Blind deconvolution is has a lofty goal: To recover both the deconvolved image and the PSF using just the blurred image and some constraints as input. Results from two algorithms are presented here: 1. the Iterative Blind Deconvolvution method of Ayers & Dainty (IBD Method) and 2. The Biggs-Lucy Iterative methods (BL Method). In both algorithms the required constraint information is quite minimal (i.e. non-negativity and support). The PSF is not known (often just a plain or random pixel field is used as prior estimate).
In the Biaram program DeconIB I have implemented an IBD algorithm based on the Ayers & Dainty method: G. R. Ayers and J. C. Dainty, Iterative blind deconvolution method and its applications. Optics Letters, (1988); 13:547-549.This method iterates between the Fourier and spatial domain imposing these constraints at each step to refine the solution. The results of applying this method to a 64 x 64 pixel synthetic image blurred in the computer by a PSF (a 9x9 pixel symmetrical geometric intensity progression) are presented here. The images are shown at twice actual size and are contrast stretched.
In the Biaram program DeconBMI I have implemented the algorithm (see: D. S. C. Biggs and M. Andrews, Asymmetric iterative blind deconvolution of multiframe images. Proc. SPIE, (1998); 346:1-33.
This method iterates between a number of image-refineing cycles and a (usually different) number of PSF refining cycles at each major iteration to refine the solution. The 'cycles' are just iterations of a usual-type Lucy-Richardson method which uses the currest PSF estimate when doing image refinement and then switches the roles of image and PSF to use the current image estimate (as if it were a PSF) to refine the current PSF estimate The results of applying this method to a 64 x 64 pixel synthetic image blurred in the computer by a PSF (a 15x15 pixel asymmetrical PSF in the shape of a Greek 'Psi') are presented here. The images are shown at twice actual size and the PSF images are shown contrast stretched.
Experiment 1: Ayers & Dainty Method
Ground Truth: a) The test image, b) the true PSF. Neither of these images are used as input to the method.
Input Images: a) The blurred test image, b) The estimate of the PSF (a random pixel field). For this experiment I also use the known support area of the PSF (i.e. 9x9 pixels) but no information about the support of the image is used
Result: a) The estimate of the deconvolved image, b) The estimate of the PSF. These results were obtained after 524285 iterations.

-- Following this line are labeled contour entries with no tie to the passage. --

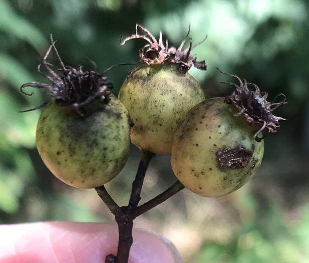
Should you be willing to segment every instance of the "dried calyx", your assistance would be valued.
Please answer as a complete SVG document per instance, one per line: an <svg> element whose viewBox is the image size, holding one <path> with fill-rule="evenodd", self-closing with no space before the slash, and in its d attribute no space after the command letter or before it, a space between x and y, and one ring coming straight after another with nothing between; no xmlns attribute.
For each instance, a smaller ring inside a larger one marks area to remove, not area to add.
<svg viewBox="0 0 309 263"><path fill-rule="evenodd" d="M266 100L268 94L260 92L259 89L256 85L248 83L245 80L243 82L237 76L222 72L218 68L217 69L223 74L234 77L238 80L240 86L231 82L221 82L232 85L236 88L231 95L226 97L225 102L228 104L233 103L237 108L239 112L236 114L237 116L243 114L250 125L257 124L260 126L254 134L255 140L260 142L269 132L276 132L280 128L278 121L285 119L275 116L272 114L272 111L281 104L285 103L285 95L280 94L276 97L283 97L283 100L280 102L269 102ZM248 86L253 87L255 90L249 89ZM265 132L263 136L261 138L258 137L258 134L263 131Z"/></svg>
<svg viewBox="0 0 309 263"><path fill-rule="evenodd" d="M140 28L145 34L140 35L138 29ZM188 35L189 32L188 33ZM188 35L187 35L187 37ZM207 38L207 37L206 37ZM166 41L165 45L162 41L162 34L160 32L159 42L145 28L140 25L137 24L135 28L135 34L131 37L127 38L123 41L120 41L120 45L123 45L128 41L133 39L143 39L149 43L140 50L139 56L141 61L148 65L156 65L163 64L167 61L171 63L176 63L179 65L179 68L181 72L186 72L192 66L192 64L199 69L206 70L205 61L196 61L195 54L190 54L191 51L197 46L202 43L206 38L200 43L198 43L192 47L192 39L189 39L190 46L185 50L182 51L182 48L186 42L185 39L178 49L174 47L168 48L168 41Z"/></svg>
<svg viewBox="0 0 309 263"><path fill-rule="evenodd" d="M38 67L40 73L49 80L50 84L35 82L29 82L22 86L21 91L26 95L32 96L34 93L26 93L24 90L24 88L33 87L45 89L58 105L72 106L79 114L81 114L81 107L99 96L106 101L108 101L110 92L107 90L112 89L113 85L107 78L95 71L85 71L81 66L79 66L77 69L65 66L55 46L56 42L54 41L52 35L51 41L52 44L43 59L44 66L50 76L41 72L41 64ZM52 49L56 52L61 66L61 68L58 70L62 73L61 75L55 72L50 67L52 65L46 61ZM37 108L33 110L36 109Z"/></svg>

Convergence Measure: Unlike non-blind methods, the program does not have access to the true PSF so cannot use residuals as a measure of convergence (because residuals require you to convolve the current estimate with the PSF to see how close the result is to the input blurred image). For this reason we need some other measure of how good the current solution is likely to be. It makes sense to use some measure based on how close to the constraints the current solution is. Below is shown a graph of the image flux constraint (the true solution must have the same total flux as the input blurred image). This suggests that convergence is not uniform or stable. Things appear to get worse before settling down then the error shoots off the scale as the iterations increase. This unpredictability of convergence is just one of the many practical problems faced with blind deconvolution methods.
Experiment 2: Biggs-Lucy Method
Input Images: a) The blurred test image, b) The estimate of the PSF (a plain pixel field). For this experiment I also use the known support area of the PSF (i.e. 15x15 pixels). Knowledge of the maximum and minimum grey levels in the image solution was used for constraints but no information about the spatial support of the image is used. Ground truth image and PSF are not shown but are very similar to the results of the deconvolution shown below.
Result: a) The estimate of the deconvolved image, b) The estimate of the PSF. These results were obtained after 1048576 major iterations. The image and PSF cycels were equally matched in this experiment at 1 cycle each per major iteration.
Convergence Measure: The value for the 'residual' is calculated as the sum of the absolute differences from 1.0 of the ratio: (convolved estimate) / (input image) The result is divided by the number of pixels in the solution to give residual per pixel and is then multiplied by 100 to give the residual per 100 pixels. Iterations are shown on a log scale. Note the sudden 'bend' in the graph at about 100 iterations. This indicates a sudden 'snap' of the solution as it catches onto the 'right' path. It is clear that the solution velocity is complicated and not simply linear or logarithmic.